Monday, June 6, 2011

Even the Best Buffets Breed Bad Bacteria

Buffets are bad for you. I know you may not want to admit it, but there’s something inherently wrong with a line of food that everyone eats and everyone interacts with. It wouldn’t be so bad if we were all neat freak germaphobe hand sanitizer junkies wearing surgical masks, but we’re not—in fact, most of us are actually pretty gross.

Nonetheless, there’s an interesting and unique culture that surrounds buffet buffs, and I’m sure there’s a lot more that I don’t understand. However, I’ve got a pretty good grasp on what’s going on here.

First of all, buffets exist for the purpose of convenience and frugality. It’s a win-win situation for everyone that doesn’t get sick, a symbiotic relationship between business and consumer. Create a relatively limited menu that everyone chooses from; now, rather than deal with the headache of taking orders, figuring out what everyone had, and billing, charge up front for the buffet and set them loose, allowing them to get whatever they want in any quantity.

There are two kinds of consumers that this largely appeals to: The thrifty, and those who like to eat a lot. Thrifty individuals flock to the ideas of a place where they can spend a set amount of food on each person in their family, and if they don’t like something, they can always try anything else at no extra charge. This works especially well in sushi buffets and other types of food where you may not understand what you’re ordering.

For people who like to eat a lot, the all-you-can-eat buffet is like heaven. Try everything. Get as much as you want of everything. Keep getting food until you can’t get any more food. Food food food food. That’s the theme. Some people see “All You Can Eat” as a challenge: Let’s see how much I can eat!

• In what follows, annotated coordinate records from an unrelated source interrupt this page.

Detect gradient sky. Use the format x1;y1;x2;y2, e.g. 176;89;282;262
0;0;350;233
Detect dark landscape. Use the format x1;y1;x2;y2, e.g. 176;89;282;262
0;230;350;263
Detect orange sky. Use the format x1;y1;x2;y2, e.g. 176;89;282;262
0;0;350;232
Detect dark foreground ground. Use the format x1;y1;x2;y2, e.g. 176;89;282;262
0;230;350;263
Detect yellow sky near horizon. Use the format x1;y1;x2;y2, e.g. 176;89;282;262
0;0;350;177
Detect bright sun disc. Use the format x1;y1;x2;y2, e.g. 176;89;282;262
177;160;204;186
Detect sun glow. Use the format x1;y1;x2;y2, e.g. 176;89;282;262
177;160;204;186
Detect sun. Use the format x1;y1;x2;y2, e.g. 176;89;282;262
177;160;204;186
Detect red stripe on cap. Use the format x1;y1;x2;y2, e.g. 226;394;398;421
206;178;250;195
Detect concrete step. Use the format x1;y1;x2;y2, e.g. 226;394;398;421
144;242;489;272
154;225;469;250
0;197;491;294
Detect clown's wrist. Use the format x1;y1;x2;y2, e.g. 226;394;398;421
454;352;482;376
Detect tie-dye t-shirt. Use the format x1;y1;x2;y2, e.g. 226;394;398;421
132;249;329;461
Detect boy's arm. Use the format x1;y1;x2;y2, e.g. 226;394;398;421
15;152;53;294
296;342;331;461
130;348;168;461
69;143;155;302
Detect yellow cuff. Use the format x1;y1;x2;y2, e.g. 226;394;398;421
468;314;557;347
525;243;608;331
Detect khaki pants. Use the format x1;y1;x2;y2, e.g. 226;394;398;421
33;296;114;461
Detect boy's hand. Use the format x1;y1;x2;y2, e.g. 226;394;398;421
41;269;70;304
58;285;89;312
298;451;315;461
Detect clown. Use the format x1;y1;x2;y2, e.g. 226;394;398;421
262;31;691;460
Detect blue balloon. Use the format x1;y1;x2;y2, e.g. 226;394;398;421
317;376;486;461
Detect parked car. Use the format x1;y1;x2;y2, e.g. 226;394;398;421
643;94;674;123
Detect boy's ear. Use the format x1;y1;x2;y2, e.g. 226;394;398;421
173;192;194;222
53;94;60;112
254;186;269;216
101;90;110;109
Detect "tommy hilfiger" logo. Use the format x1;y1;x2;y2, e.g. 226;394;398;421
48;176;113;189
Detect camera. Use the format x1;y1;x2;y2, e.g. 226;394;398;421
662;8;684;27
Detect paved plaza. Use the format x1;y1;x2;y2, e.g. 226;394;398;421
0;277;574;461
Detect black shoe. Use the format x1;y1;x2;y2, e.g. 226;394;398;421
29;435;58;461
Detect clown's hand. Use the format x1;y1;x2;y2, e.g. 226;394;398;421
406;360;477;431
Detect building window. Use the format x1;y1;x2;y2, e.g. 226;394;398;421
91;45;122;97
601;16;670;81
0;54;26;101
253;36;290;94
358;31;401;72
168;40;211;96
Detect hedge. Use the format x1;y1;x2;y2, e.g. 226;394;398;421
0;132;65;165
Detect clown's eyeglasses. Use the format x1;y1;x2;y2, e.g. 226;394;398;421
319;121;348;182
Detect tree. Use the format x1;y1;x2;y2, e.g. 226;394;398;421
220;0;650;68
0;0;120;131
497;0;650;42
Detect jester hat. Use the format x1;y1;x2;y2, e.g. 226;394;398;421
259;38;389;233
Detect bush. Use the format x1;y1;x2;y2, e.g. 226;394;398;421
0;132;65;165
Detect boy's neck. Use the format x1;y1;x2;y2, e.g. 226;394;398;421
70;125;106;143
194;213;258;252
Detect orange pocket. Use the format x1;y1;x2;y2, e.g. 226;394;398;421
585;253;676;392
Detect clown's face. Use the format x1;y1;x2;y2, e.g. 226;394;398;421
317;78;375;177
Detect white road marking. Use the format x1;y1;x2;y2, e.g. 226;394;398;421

Then you’ve got people who fit into both categories, and this is where things start to get gross. Since there’s no time limit to most buffets, people will camp out all day. They’ve got a system worked out: Pay $9.99, eat as much as possible, then sit around reading for a little while; now go take a massive dump. Ready for round two? Repeat.

Indeed, whenever I’m in a buffet restaurant, there’s someone crapping in the bathroom at all times. Sometimes side-by-side dumping, even. Most disturbing is that it’s only the employees who are required by law to wash their hands after using the bathroom—and these people go back to interacting with your future food right afterward!

The problem with buffet is not that the food is low quality, although that’s sometimes the case. The problem is that there’s too many people handling your food.

Employees handling your food is rarely the problem. They usually do wash their hands as often as recommended, and much of the time they’re taking extra precautions: Gloves, hairnets, not working the line while sick, etc.

But let’s assume that there’s 100 people that go through the line before everything is replaced, and one of those people has E. coli on their hands. There are 24 items in the line, and the infected individual interacted with 8 of them.  Now 1/3 of the line is potentially contaminated for the dozens of people that goes behind that person.

Was it one of the professional buffet enthusiasts, straight from a bathroom break and ready for another round of still-free food? Was it a little kid with undeveloped hygiene skills? Was it one of the many people who might have sneezed into their own hand, scratched their nuts, or even just touched their unwashed hair?

Next thing you know, you’ve got food poisoning, as happened to my wife and I this weekend after a stop at a salad buffet in Kennesaw, Georgia. There were only four things we both ate: Iceberg lettuce, mushrooms, shredded cheese, and french onion soup. If it was the lettuce, then a whole lot of people got food poisoning this weekend. Unsurprisingly, lettuce is the first thing in line, and one of those things that everyone interacts with.

We got off easy; even though my wife’s pregnant, we didn’t end up in the emergency room like the poor saps that hit up the Golden Corral across the street in 2006. The salmonella outbreak that year sickened at least 22 people and was traced back to a drain in the kitchen floor. In this case, it was the restaurant’s fault, but the buffet serving style only exacerbated the risk. The infection was so potent that someone actually died from eating there.

By the way, if your food kills someone, it’s time to rethink your business model. The Golden Corral incident was not necessarily representative of the problem with buffets in general, but of course it’s a concern. It’s not usually the employees’ fault; if it was, I’d get food poisoning all the time. It’s not necessarily that the food quality is low, either. The problem is that lots of people with poor hygiene touch my food before I do.

The business model’s gotta change. Keep the all-you-can-eat; keep the long line protected by sneeze guards. Just have the employees put my food on my plate for me, and we’ll be better off.